2017年7月15日星期六

A small note on mixing time of Markov chain

This is a small note after  the note by Nathanael Berestycki and the object is just for reviewing some interesting story about this model and preparing for the coming summer school.  I decide to write it on my blogger since this permit me to write down the idea as quickly as possible  without paying too much attention on the detail and technical part.

Basic notation of mixing time

At first, we have to talk about the motivation of the research of this subject. In abstract measure theory, we talk about the topology of the Radon measure on a metric space and its distance. The distance which induces the weak star convergence is called Levy distance. This theory is very profond, while the situation in discrete state situation is very easy since the topology coincides and we use the total variation distance  
$$\| \mu - \nu \| = \sup_{A \subset S} \mu(A) - \nu(A)$$
to represent the distance between two measures, which is very simple and elegant. On the other hand, the study of this subject  arise because of the emerging of many computer algorithms : we have to know if they converge and moreover, the quantitative behavior of the convergence. Especially, the cutoff phenomenon tells us sometimes we have to do enough step of Markov chain to make sure that it converge.

There is some other equivalent definition of the total variation distance like 
$$\begin{eqnarray*}\| \mu - \nu \| &=& \sup_{A \subset S} \mu(A) - \nu(A) \\ &=& \frac{1}{2}\sum_{x\in S} \mu(x) - \nu(x) \end{eqnarray*}$$

Concerning the distance between a Markov chain, if it has a invariant measure  $\pi$, then we use 
$$d(t) = \sup_{x \in S}\|P^t(x, \cdot) -  \pi(\cdot)  \|$$
to describe the distance from the invariant measure. Sometimes it  interacts with another definition 
$$ \rho(t) = \sup_{x,y \in S}\|P^t(x, \cdot) -  P^t(y, \cdot) \| $$
since the two are equivalent 
$$ d(t) \leq \rho(t) \leq 2 d(t)$$.
The mixing time is defined as 
$$t_{mix}(\epsilon) = \inf \{t | d(t) \leq \epsilon \}$$.
and we use usually $t_{mix} = t_{mix}(1/e)$.

The convergence to the invariant measure is after Perron-Frobenius theorem for irreducible, aperiodic, finite state Markov chain and sometimes we also use the Lyaponov function to treat the infinite state case. However, these criteria isn't so sharp and just give a qualitative description. 

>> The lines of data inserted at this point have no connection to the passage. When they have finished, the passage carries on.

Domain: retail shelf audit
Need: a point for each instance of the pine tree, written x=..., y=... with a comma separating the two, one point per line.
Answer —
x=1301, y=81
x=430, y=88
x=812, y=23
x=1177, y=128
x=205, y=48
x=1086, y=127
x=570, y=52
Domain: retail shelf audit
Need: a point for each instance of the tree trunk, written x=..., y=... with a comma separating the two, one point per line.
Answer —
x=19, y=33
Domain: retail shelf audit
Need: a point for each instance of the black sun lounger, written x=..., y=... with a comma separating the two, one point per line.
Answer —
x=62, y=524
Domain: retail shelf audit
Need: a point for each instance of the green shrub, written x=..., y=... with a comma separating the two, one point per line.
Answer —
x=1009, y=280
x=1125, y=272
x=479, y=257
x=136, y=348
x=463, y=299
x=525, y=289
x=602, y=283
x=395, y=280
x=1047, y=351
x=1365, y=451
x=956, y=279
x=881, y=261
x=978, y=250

Before finishing this section, we recall the phenomenon of cutoff. Generally speaking, that is the $d(t)$ falls drastically near the point of $t_{mix}$. This phenomenon is a little hard to understand since until now, we didn't find a universal method to analyse this phenomenon but just study the model case by case. Moreover, sometimes it happens but sometimes, it can be avoided and we don't see it in the simulation.

Coupling technique

To estimate the speed of convergence, a first technique is called coupling and it may be the most useful and powerful method which apply in all the case. A coupling of measure $\mu, \nu$ is a couple $(X,Y)$ where $X$ has the law of $\mu$ and $Y$ has the law of $\nu$. We remark that the marginal law can never recover the joint distribution, so this condition doesn't fix the law $(X,Y)$.

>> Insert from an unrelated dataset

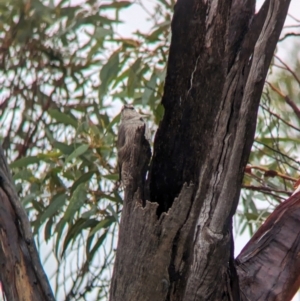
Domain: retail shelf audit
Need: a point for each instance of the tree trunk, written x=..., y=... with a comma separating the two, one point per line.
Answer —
x=180, y=246
x=21, y=271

A third definition of total variation distance is 
$$\| \mu - \nu \| = \inf_{couple}\mathbb{P}(X \ne Y)$$.
This formula gives us a upper  bound of the $d(t)$ and the upper bound of the $t_{mix}$ since 
$$\begin{eqnarray*} d(t) \leq \rho(t) &=& \sup_{x,y \in S}\|P^t(x, \cdot) -  P^t(y, \cdot) \| \\&\leq& \sup \mathbb{P}(X_t \ne Y_t) \end{eqnarray*}$$
and a useful technique is to demande that when two Markov chain meet, they move together - this induces that 
$$\boxed{d(t) \leq \sup_x \mathbb{P}_x(\tau_{X,Y} > t)}$$

One example is the lazy random walk on the circle $Z / n$. The Markov chain has $1/2$ probability to stay on the same place and $1/4$ to move forward or backward. Then we start two chain $(X,Y)$ and let a first coin to decide which one to move and second one to decide the direction. Once they meet together, the move together. In fact, the meet of two chain is reduced to the ruin of gambler. So using the first moment 
$$d(t) \leq \sup_x \mathbb{P}_x(\tau_{X,Y} > t) \leq \frac{\mathbb{E}(\tau_{X,Y})}{t} = \frac{n^2}{t}$$
We induce that 
$$t_{mix} \leq e n^2$$. 

At the end of this part, we give a small lemma about the log-sub-additivity of the $\rho$ which is 
$$\rho(s+t) \leq \rho(s) \times \rho(t)$$
The proof is easy by the coupling technique.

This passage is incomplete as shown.